Just to clarify-I am talking about much more than refocusing......I am talking about sweat dripping, begging to stop WORK. That way the barn becomes his place to rest. I do the same thing with horses who act stupid at something they have seen a gajillion times. We work hard everywhere else, and the only time they are allowed to go to that place is when they want to rest.

Obviously you don;t keep doing it once they "get it", but sometimes they do need a little "refresher".......:wink:


----------



## Celeste (Jul 3, 2011)

I had a mare like that. She would go absolutely anywhere except back home. I normally don't believe in giving treats when we get back to the barn, but I did with her.

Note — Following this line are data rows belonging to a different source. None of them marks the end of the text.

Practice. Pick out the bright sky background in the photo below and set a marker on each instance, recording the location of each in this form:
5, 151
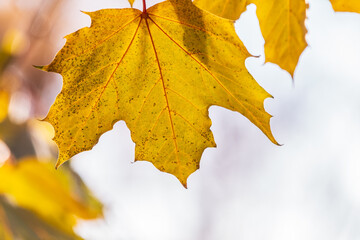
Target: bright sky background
248, 188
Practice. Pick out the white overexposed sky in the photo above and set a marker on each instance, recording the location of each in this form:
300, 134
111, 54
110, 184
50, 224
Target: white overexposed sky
248, 188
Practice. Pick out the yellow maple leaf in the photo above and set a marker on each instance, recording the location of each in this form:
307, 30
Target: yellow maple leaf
131, 2
346, 5
159, 71
230, 9
282, 23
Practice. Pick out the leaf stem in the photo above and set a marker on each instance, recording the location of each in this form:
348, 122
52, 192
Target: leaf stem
144, 6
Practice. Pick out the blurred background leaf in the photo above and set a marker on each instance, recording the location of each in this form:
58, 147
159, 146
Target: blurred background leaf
36, 201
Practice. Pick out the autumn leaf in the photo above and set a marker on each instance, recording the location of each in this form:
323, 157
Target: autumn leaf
346, 5
159, 71
282, 23
230, 9
131, 2
51, 194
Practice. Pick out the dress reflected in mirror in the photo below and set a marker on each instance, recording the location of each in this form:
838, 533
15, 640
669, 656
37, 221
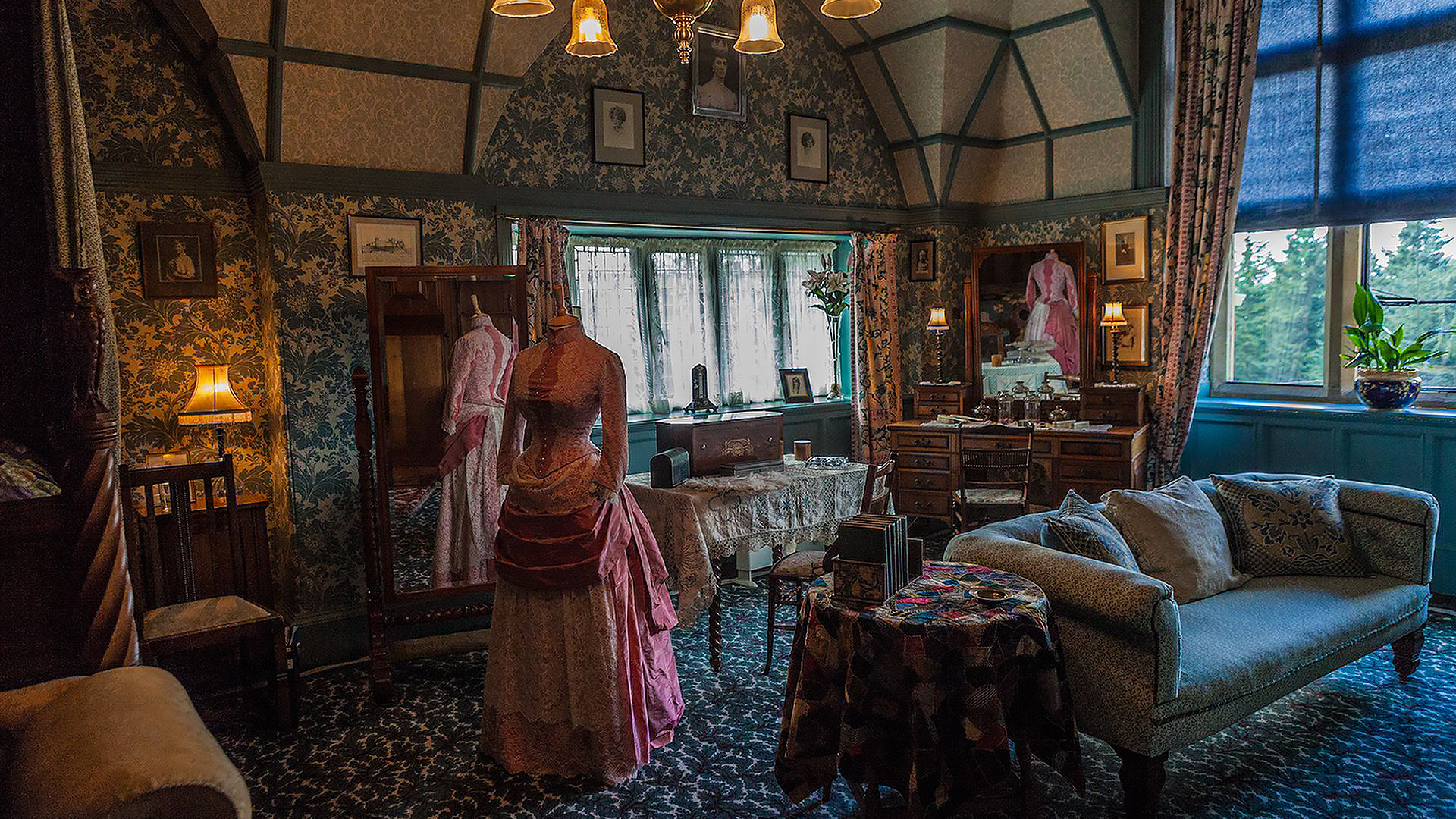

With my horse, I think it was because she was confined to a small paddock and was bored. When I moved her to a new location, she did much better. She ended up being one of the best trail horses that I ever rode. I believe that it you asked her, would have taken you through the pits of Hades just to see what was on the other side. 

Feed her a bit of something sweet when you get back home. Also, go on longer rides. She will most likely get better.


----------



## Silent one (Aug 22, 2011)

I had a National Show Horse gelding who was just like the one you are describing, he HATED to go home. Always wanted to see what was over the next hill or around the next bend.

I finally got him over it with LOTS of hard work. I mean, to the point where I absolutely couldn't wait to get off, LOL! He started to learn that going out meant lots of tiring work, and coming home meant a nice rubdown with lots of treats and rest. Took a while but he turned out to be an awesome trail horse.

I sold him to some friends of mine. He still loves to go out on trails and will go as long as you will, but has enough sense to go home now too.


----------